A member of US based LPGA Tour and a life member of the Ladies European Tour, Davies was inducted into the World Golf Hall of Fame in 2015.
US Senior Women’s Open, Chicago GC – 2018. [Photo by Getty Images]
In 1990 she was a member of the inaugural European Solheim Cup Team, and became the only player to participate in the first dozen Solheim Cup matches on either the United States or European side. Davies is the all-time leader in points won in the Solheim Cup, breaking the record of Annika Sörenstam in September 2011, when she won a Saturday four-ball match partnered with Melissa Reid.
In 1994 she was the first golfer, male or female, to win on five different golf tours in one calendar year, US, Europe, Asia, Japan and Australia, and became the first European player to be ranked unofficial number one in the world.
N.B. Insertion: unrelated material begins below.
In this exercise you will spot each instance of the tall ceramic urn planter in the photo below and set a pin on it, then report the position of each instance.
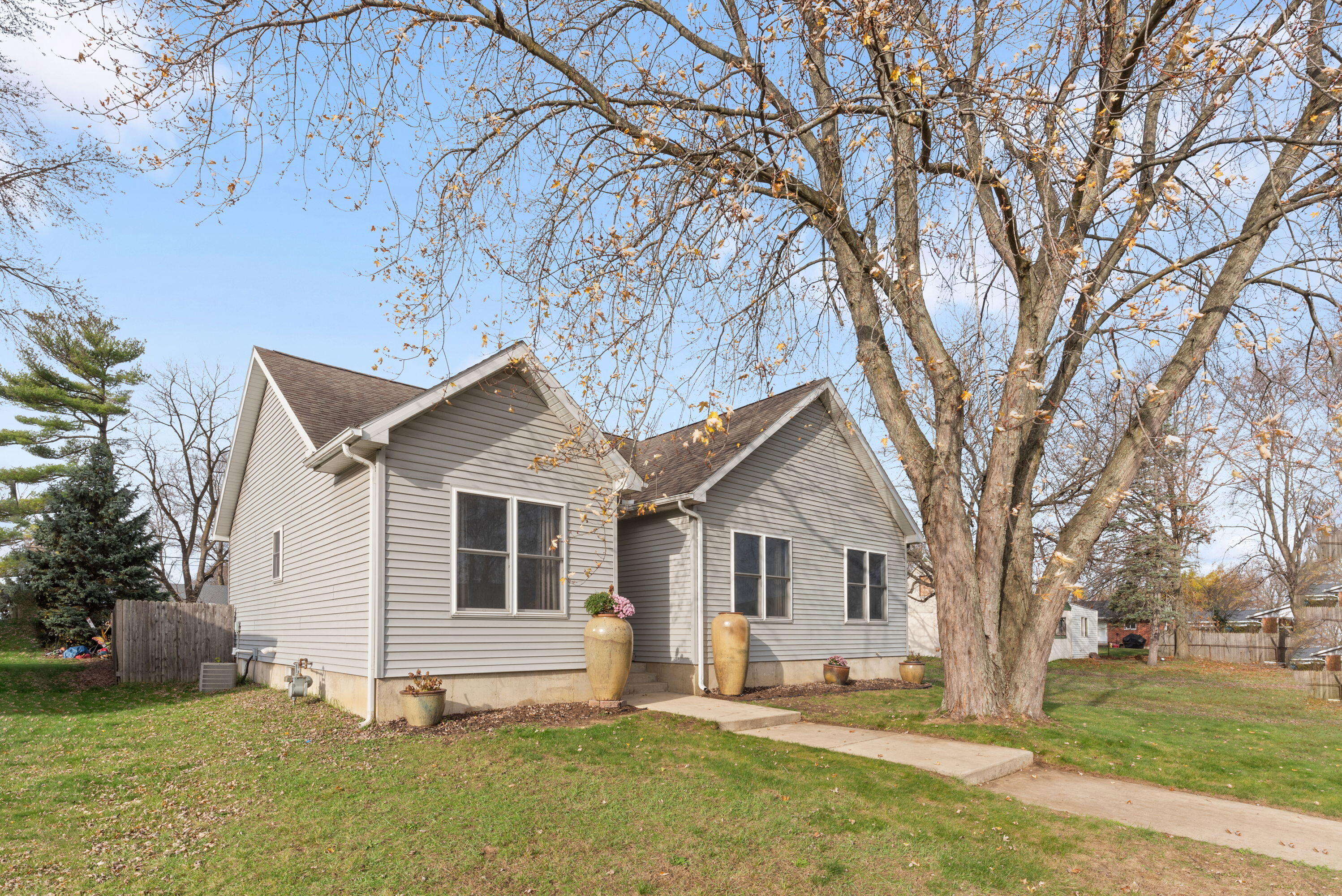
(731, 652)
(608, 643)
She was named the Sports Journalists’ Association Sportswoman of the Year 1995 and 1996 .
In 2004 Davies was the first woman to compete in the men’s European Tour, entering the ANZ Championship in Sydney, Australia, but failed to make the cut and finished second to last.
Davies was the first woman to compete in a European Senior Tour event, when she appeared in the 2018 Shipco Masters in Denmark, playing from the same tees as her male opponents.
Davies was appointed Member of the Order of the British Empire [MBE] in 1988, Commander of the Order of the British Empire [CBE] in 2000, and Dame Commander of the Order of the British Empire [DBE] in the 2014 list of Birthday Honours, all for services to golf.
Buckingham Palace – 2014. [Photo by Getty Images]
In February 2015, Davies was announced as one of the first female members of the Royal and Ancient Golf Club of St Andrews.
Davies enjoys all sports, an ardent football fan, and avid supporter of Liverpool FC.
Laura Davies with England & Liverpool footballer Steven Gerrard – 2010. [Photo by Getty Images]
Having formerly been a bookmaker’s assistant, Laura has always had an interest in gambling, which eventually led to her becoming a racehorse owner.
In 2006 Davies completed a 56-mile charity walk along the Great Wall of China to raise funds for Great Ormond Street Hospital.
In 1997, 33-year-old Davies signed a four-year contract worth $1 as part of a publicity stunt for newly established American soccer team Myrtle Beach Seadawgs in the USISL D-3 Pro League. She played in one league game for the club, a six-minute cameo in a 4-1 loss against New Jersey Imperials in April 1997, in which the future US national soccer international Tim Howard made his away debut. Howard wrote in his book that the Seadawgs had offered a bonus of $500 to any player who could assist Davies score a goal.